De rechtbank kan niet uitsluiten dat eisers team inbreng heeft gehad in het verder ontwikkelen van deze methode. De rechtbank beschikt echter over onvoldoende informatie om hier een goed oordeel over te geven. Ook de korpschef beschikt niet over die informatie, zoals blijkt uit de vraagtekens die tijdens de hoorzitting en de zitting bij de rechtbank door de korpschef zijn geplaatst. Dit betekent dat er op dit punt sprake is van een onzorgvuldige voorbereiding van de besluitvorming en een motiveringsgebrek.
Wat is hier van het gevolg?
14. De rechtbank zal het beroep gegrond verklaren en het bestreden besluit vernietigen. De overige beroepsgronden van eiser behoeven daarom geen bespreking meer. De rechtbank merkt voor de volledigheid nog wel op dat eiser het beroep op het fair play-beginsel tijdens de zitting heeft ingetrokken.
15. De rechtbank ziet geen aanleiding om een bestuurlijke lus toe passen, omdat dat volgens de rechtbank geen doelmatige en efficiënte manier is om de zaak af te doen. De korpschef zal daarom een nieuw besluit moeten nemen, rekening houdend met deze uitspraak.
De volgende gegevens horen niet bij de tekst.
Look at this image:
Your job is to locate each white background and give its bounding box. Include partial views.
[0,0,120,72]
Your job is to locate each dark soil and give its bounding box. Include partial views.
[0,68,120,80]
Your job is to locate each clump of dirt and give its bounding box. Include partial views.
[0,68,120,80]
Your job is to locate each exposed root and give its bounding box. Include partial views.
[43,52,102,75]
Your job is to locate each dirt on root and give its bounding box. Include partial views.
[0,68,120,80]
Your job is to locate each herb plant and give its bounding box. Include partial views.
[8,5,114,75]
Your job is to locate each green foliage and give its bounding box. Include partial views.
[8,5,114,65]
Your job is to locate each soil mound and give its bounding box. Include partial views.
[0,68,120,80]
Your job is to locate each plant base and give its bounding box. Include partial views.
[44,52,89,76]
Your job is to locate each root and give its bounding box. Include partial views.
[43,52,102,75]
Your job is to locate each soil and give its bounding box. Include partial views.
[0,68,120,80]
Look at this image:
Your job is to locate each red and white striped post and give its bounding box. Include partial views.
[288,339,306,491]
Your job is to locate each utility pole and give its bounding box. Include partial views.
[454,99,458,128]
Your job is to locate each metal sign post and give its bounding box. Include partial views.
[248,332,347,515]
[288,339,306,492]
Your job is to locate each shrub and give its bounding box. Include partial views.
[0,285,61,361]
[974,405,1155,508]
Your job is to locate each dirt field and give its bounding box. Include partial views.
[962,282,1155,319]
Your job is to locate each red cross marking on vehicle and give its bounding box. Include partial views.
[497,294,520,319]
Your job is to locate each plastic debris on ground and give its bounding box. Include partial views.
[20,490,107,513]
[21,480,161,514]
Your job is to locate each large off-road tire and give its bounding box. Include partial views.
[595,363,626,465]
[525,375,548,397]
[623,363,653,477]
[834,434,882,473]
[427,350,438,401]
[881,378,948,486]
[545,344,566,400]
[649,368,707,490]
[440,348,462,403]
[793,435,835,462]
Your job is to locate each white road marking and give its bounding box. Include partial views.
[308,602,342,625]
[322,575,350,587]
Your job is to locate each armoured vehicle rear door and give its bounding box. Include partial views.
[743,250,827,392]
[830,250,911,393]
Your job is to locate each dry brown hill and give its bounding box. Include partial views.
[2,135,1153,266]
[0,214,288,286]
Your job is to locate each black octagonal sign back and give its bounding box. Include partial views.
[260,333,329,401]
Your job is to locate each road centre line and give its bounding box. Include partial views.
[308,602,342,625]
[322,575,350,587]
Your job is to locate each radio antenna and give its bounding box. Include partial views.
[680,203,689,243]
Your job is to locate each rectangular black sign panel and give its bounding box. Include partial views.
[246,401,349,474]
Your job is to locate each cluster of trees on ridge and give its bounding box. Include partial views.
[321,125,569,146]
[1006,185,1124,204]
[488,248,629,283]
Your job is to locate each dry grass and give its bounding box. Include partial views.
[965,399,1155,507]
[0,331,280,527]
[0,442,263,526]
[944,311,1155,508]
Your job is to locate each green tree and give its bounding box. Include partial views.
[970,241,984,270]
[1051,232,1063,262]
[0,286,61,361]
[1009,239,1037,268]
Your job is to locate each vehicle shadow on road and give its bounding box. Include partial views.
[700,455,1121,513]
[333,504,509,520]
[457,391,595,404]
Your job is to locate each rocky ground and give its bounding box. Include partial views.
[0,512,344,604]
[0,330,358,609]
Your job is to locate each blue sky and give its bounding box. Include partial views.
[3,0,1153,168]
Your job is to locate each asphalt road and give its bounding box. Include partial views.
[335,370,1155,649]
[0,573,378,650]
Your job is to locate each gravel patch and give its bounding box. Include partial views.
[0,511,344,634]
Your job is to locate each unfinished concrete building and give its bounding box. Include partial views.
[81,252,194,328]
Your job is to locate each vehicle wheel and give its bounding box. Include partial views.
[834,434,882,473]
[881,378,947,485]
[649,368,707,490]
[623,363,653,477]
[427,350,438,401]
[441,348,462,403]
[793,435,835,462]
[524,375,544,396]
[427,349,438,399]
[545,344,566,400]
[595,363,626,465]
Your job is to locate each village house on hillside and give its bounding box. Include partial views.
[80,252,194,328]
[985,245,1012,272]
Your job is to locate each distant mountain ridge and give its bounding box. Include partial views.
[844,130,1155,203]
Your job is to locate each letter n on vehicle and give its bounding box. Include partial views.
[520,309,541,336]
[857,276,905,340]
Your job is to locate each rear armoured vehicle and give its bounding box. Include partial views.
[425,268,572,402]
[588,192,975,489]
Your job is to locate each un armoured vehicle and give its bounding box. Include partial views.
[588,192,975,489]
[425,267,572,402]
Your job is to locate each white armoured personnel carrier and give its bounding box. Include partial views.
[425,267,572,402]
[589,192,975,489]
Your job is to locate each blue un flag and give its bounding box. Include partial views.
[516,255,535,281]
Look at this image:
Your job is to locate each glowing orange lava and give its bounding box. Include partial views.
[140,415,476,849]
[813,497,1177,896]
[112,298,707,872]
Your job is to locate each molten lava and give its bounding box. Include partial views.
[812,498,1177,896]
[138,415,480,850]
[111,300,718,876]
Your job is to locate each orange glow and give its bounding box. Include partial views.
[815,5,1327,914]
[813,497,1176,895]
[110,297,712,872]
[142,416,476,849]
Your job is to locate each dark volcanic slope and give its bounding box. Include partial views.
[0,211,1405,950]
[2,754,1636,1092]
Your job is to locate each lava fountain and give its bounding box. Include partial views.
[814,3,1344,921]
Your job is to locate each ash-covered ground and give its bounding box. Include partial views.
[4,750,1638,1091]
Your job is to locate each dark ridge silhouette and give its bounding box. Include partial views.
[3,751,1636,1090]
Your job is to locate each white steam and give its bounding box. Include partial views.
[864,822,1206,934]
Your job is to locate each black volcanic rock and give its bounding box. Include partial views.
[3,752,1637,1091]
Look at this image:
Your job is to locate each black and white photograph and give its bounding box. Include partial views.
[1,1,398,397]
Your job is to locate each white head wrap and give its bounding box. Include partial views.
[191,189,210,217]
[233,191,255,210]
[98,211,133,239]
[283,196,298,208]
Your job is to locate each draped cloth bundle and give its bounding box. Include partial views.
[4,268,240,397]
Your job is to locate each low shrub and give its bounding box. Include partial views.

De rechtbank stelt hiervoor een termijn van 6 weken.
16. Omdat de rechtbank het beroep gegrond verklaart, moet de korpschef aan eiser het door hem betaalde griffierecht vergoeden.
17. De rechtbank veroordeelt de korpschef in de door eiser gemaakte proceskosten. De proceskosten worden berekend volgens het Besluit proceskosten bestuursrecht. De korpschef wordt veroordeeld om de kosten van rechtsbijstand te vergoeden. Deze kosten stelt de rechtbank vast op € 1.050,- (1 punt voor het indienen van het beroepschrift, 1 punt voor het verschijnen op de zitting, met een waarde per punt van € 525,- en een wegingsfactor 1). Omdat er sprake is van samenhangende zaken (de zaken van eiser en [collega] ), zal de rechtbank de korpschef in de zaak van eiser veroordelen tot vergoeding van de helft van dit bedrag, dus € 525,-.

Beslissing

De rechtbank:
  • verklaart het beroep gegrond;
  • vernietigt het bestreden besluit;
  • draagt de korpschef op binnen 6 weken na de dag van verzending van deze uitspraak een nieuw besluit te nemen op eisers aanvraag met inachtneming van deze uitspraak;
  • draagt de korpschef op het betaalde griffierecht van € 170,- aan eiser te vergoeden;
  • veroordeelt de korpschef in de proceskosten van eiser tot een bedrag van € 525,-.
Deze uitspraak is gedaan door mr. P.H.J.G. Römers, rechter, in aanwezigheid van E.C. Petrusma, griffier, op 16 april 2020 en openbaar gemaakt door middel van geanonimiseerde publicatie op www.rechtspraak.nl. De griffier is verhinderd deze uitspraak mede te ondertekenen.
rechter
Afschrift verzonden aan partijen op:

Wat kunt u doen als u het niet eens bent met deze uitspraak?

Tegen deze uitspraak kan binnen zes weken na de dag van verzending daarvan hoger beroep worden ingesteld bij de Centrale Raad van Beroep.